Over the ensuing decades, however, it became clear that Houston had a problem. The lunar samples were too similar to those on Earth. The two kinds of rock should have shown at least minor differences, reflecting the unique chemical makeup of the long-gone Mars-size cannonball which was dubbed Theia. But no matter how hard geochemists looked, they couldn’t find any. Theorists came up with a number of ways around the dilemma, most of them involving much more complicated collision scenarios, but as planetary scientist Robin Canup, of the Southwest Research Institute in Boulder told TIME last year, “Every time you add an extra complication, you reduce the overall probability of an event happening.”
You could keep your collision theory, in short, but only by assuming that the whole episode an utter fluke, so improbable that it shouldn’t have happened at all—exactly the kind of wild scenario that makes scientists wince. But a study just published in Science may have set things right. The chemical composition of Moon and Earth rocks, says lead author Daniel Hewartz, of the University of Gottingen, in Germany, turns out not to be so similar after all—close, but not identical. “The difference we found is very small,” he says. “It’s so small that previous studies couldn’t detect it.”
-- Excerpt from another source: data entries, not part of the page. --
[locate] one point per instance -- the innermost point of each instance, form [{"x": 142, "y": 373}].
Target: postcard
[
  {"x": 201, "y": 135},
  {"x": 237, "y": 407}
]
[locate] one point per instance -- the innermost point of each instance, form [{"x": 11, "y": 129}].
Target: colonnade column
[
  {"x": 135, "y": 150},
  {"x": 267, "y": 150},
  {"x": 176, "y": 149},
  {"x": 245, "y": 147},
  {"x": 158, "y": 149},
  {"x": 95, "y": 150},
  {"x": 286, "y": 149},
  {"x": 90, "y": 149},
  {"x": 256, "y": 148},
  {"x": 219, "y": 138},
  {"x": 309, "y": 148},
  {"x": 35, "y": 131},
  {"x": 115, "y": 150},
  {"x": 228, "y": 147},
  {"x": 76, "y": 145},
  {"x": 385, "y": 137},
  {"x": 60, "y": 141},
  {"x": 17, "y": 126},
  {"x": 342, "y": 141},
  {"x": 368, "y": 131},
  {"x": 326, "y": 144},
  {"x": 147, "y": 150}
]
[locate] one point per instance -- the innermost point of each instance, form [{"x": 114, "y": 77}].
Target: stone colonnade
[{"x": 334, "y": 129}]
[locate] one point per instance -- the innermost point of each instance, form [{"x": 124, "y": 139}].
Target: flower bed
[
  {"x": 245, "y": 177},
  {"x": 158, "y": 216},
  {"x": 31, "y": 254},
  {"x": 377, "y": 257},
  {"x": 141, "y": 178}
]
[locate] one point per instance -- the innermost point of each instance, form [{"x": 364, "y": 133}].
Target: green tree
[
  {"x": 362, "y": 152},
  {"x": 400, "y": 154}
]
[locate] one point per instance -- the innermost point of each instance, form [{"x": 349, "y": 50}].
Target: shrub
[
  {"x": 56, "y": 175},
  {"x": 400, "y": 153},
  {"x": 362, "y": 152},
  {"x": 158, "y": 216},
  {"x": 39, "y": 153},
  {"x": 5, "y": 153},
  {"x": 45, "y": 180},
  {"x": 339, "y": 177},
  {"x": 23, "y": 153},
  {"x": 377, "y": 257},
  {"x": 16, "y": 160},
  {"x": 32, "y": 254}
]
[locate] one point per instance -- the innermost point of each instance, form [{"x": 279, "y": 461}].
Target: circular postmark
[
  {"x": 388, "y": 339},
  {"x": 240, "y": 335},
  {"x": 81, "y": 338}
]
Hewartz’s analysis did detect it by concentrating on an abundance of oxygen-17, a rare version of the element that has nine neutrons in its atoms rather than the usual eight. “Our study shows that the moon has just a bit more O-17 than Earth,” Hewartz explains. “Just a bit” meaning a minuscule .012 percent more, but that’s enough. “This means that Theia had slightly more as well.”
Hewartz and his colleagues were able to spot such vanishingly small amounts of oxygen-17 thanks to a new technique they devised: seal the lunar rocks in a chamber filled with fluorine gas, then zap the sample with a laser to vaporize a tiny bit of it. The scientists then drain out gas plus vapor and send it through a chromatograph, which separates free oxygen liberated from the rock from the other gases. (It would be simpler just to zap the rock in a vacuum, but if you do that, says Hewartz, “it just melts.”)
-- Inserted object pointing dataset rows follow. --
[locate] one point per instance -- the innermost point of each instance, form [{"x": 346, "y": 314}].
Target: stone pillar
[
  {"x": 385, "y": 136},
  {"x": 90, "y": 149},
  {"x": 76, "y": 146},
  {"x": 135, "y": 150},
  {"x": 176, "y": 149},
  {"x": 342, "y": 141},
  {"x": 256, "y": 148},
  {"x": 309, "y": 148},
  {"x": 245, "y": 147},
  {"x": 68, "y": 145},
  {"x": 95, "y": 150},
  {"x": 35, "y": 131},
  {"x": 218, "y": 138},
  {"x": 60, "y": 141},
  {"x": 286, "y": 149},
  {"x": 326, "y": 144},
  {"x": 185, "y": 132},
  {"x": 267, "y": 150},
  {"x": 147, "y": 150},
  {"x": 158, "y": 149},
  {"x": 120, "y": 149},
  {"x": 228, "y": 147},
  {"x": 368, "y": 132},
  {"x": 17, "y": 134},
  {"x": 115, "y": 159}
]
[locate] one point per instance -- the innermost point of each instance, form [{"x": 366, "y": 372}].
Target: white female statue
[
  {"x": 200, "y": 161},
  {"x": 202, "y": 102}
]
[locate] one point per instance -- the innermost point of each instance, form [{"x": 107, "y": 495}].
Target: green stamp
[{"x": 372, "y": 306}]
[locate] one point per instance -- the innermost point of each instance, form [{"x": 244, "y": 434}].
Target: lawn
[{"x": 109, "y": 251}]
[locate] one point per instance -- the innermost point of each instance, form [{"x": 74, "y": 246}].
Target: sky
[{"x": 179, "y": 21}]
Not only did the team see elevated O-17 in samples NASA provided them; they also saw it in samples other groups had already looked at without finding anything. That, says Canup, “tends to support their claim.” The only caveat, she warns, is that the difference they detect between Earth and the Moon is so small that there’s likely to be a debate over whether they’re seeing something real, or whether it’s simply an artifact of the way they interpret their raw data.
But arguments like that, she says, can be a good thing. “It’s going to prompt a lot more work on this topic, which will be great for the field.” And if Hewartz and company turn out to be right, it will reconfirm a theory scientists thought they’d proven during the Ford administration—a theory they were reluctant to see go simply because of its appealing simplicity. “It’s something,” as Harvard planetary scientist Sarah Stewart told TIME last December, “you could explain in a sentence to your grandmother.”